# Firemouth and Emerald Green Cory Cat (Brochis splendens)



## ChromisBeginis (Oct 4, 2005)

Hello,

I have a 55g tank with:
One 2.25" Firemouth,
Seven, blackskirt Tetra's 
and 
now 2 Emerald Cory cats

Here is the deal, my Firemouth keeps harrassing the Emerald Green Cory cats :x 
that I added to the tank a few weeks ago.
He goes on a constant Cory cat hunt in the tank, finds them and then attacks :x :x

At first I was not concerned because the Cory cats appeared to be resilient to his attacks except for some torn finnage. Also these are a larger type Cory, not the smallish ones.

But recently he killed the smallest one :roll: 

I really like these catfish, they adda lot of excitement to the tank, but I can t give up on my Firemouth now. Its the first cichlid that I have had that actually is growing to a nice size and shape (not to mention color)  .

Any experiences mixing these two???

My guess is that I need to have a group of atleast six Cory cats to help spread the aggression from the Firemouth, probably ones that are a little more grown.

Also, He used to pick on the Tetra's and now leaves them alone, so my hope is that after a while he will adjust to the Corys and leave them.

Also, I want eventually get more Firemouths, so would that take his mind off the Cory cats?

Thanks in advance for any help or ideas, there has to be someone out there who has mixed these two.

Bill


----------



## dwarfpike (Jan 22, 2008)

I haven't mix cories and firemouths, but have many other cichlids. Most don't like cories. Even some dwarves (Nannacara) will harass them even in large tanks exactly as you discribed.

More firemouths might help, hard to say. Also remember cories should always be in groups of at least 6. In this case it would help so the firemouth would have a hard time targeting just one.

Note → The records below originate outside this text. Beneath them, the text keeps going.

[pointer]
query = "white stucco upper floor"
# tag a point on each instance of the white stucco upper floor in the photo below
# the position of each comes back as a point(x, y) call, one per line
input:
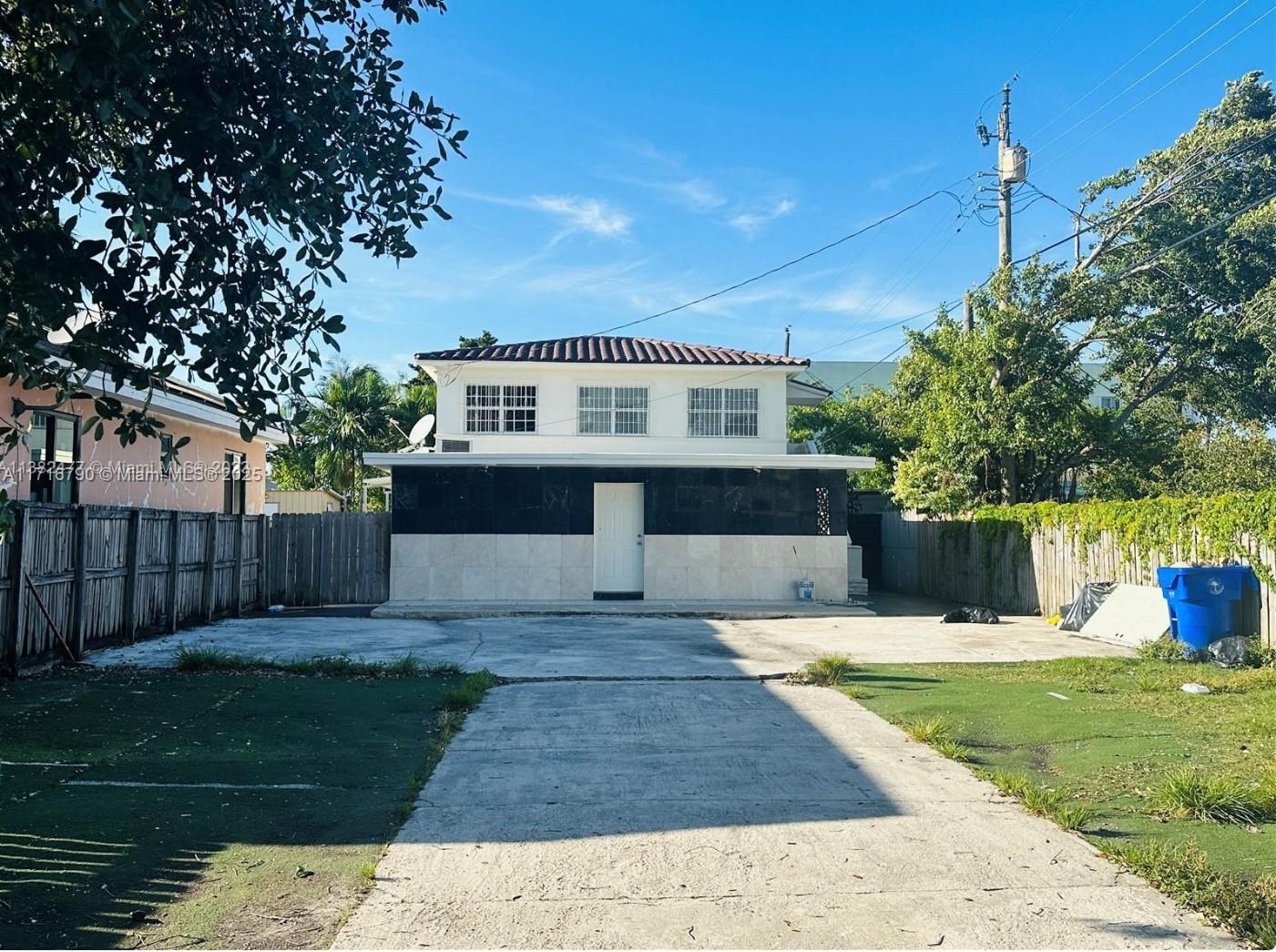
point(615, 394)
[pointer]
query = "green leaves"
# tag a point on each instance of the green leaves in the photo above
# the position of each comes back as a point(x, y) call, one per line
point(207, 140)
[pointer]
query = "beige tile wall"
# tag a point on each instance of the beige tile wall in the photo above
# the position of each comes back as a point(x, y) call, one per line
point(547, 568)
point(490, 567)
point(760, 568)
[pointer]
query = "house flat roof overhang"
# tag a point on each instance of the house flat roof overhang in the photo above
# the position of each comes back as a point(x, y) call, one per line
point(703, 461)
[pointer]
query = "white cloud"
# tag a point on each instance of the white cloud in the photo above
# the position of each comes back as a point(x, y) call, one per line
point(751, 222)
point(589, 215)
point(864, 298)
point(693, 193)
point(884, 181)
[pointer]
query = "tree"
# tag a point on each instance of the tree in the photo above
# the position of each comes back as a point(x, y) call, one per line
point(1228, 459)
point(1174, 295)
point(1178, 289)
point(986, 414)
point(352, 411)
point(187, 175)
point(850, 425)
point(485, 340)
point(351, 415)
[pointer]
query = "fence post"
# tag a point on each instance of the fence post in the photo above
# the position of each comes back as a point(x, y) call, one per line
point(210, 567)
point(133, 577)
point(238, 576)
point(174, 567)
point(16, 591)
point(79, 588)
point(263, 563)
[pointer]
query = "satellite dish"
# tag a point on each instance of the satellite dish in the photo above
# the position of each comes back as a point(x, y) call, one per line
point(420, 433)
point(74, 324)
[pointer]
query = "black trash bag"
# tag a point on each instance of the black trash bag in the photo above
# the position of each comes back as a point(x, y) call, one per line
point(1076, 614)
point(969, 615)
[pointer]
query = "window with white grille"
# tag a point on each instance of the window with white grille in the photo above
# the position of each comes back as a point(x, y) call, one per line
point(500, 407)
point(722, 411)
point(611, 410)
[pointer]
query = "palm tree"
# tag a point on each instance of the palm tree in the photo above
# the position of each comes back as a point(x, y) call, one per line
point(349, 416)
point(413, 400)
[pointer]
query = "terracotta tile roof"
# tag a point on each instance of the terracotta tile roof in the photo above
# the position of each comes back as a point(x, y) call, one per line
point(613, 350)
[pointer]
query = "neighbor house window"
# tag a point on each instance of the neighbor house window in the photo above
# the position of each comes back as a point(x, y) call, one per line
point(722, 411)
point(232, 483)
point(611, 410)
point(166, 455)
point(500, 407)
point(54, 443)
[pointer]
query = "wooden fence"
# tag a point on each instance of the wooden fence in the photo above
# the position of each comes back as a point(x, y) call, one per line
point(78, 577)
point(956, 562)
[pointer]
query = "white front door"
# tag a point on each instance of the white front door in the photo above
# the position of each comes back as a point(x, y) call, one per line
point(618, 537)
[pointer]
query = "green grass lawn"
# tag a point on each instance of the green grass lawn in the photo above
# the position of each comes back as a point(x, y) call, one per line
point(85, 862)
point(1122, 729)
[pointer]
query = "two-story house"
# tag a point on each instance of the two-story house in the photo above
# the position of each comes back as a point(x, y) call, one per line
point(615, 467)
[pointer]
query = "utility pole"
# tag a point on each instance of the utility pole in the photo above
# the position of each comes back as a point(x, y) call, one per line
point(1012, 168)
point(1005, 181)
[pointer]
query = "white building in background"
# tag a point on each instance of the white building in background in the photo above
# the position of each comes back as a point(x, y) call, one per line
point(617, 467)
point(859, 375)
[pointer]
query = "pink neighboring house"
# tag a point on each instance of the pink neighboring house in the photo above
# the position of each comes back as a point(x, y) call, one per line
point(59, 461)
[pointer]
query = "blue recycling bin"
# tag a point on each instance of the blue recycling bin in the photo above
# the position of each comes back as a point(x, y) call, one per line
point(1202, 600)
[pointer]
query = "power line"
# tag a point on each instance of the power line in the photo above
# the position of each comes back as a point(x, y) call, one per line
point(1151, 72)
point(1116, 276)
point(1117, 72)
point(737, 286)
point(1176, 187)
point(1160, 88)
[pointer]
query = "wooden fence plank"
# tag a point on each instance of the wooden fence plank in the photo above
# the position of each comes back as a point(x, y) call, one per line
point(104, 573)
point(78, 596)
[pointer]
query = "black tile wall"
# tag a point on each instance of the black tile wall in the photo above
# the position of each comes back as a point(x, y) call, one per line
point(559, 499)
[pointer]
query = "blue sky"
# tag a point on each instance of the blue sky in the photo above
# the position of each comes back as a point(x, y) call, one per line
point(628, 157)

But becuase firemouth are sand sifters sort to speak, they probably will always be intolerant of cories ... it's a compitition thing.


----------



## ChromisBeginis (Oct 4, 2005)

Yeah, I know, I should have probably started out with a group of 6 :roll:

I know someone here posted a picture of green corys and Firemouths together in a tank, so I think it can be done, but then again, who knows...

I think you are right, the problem is that the Firemouth is a sand sifter :fish:


----------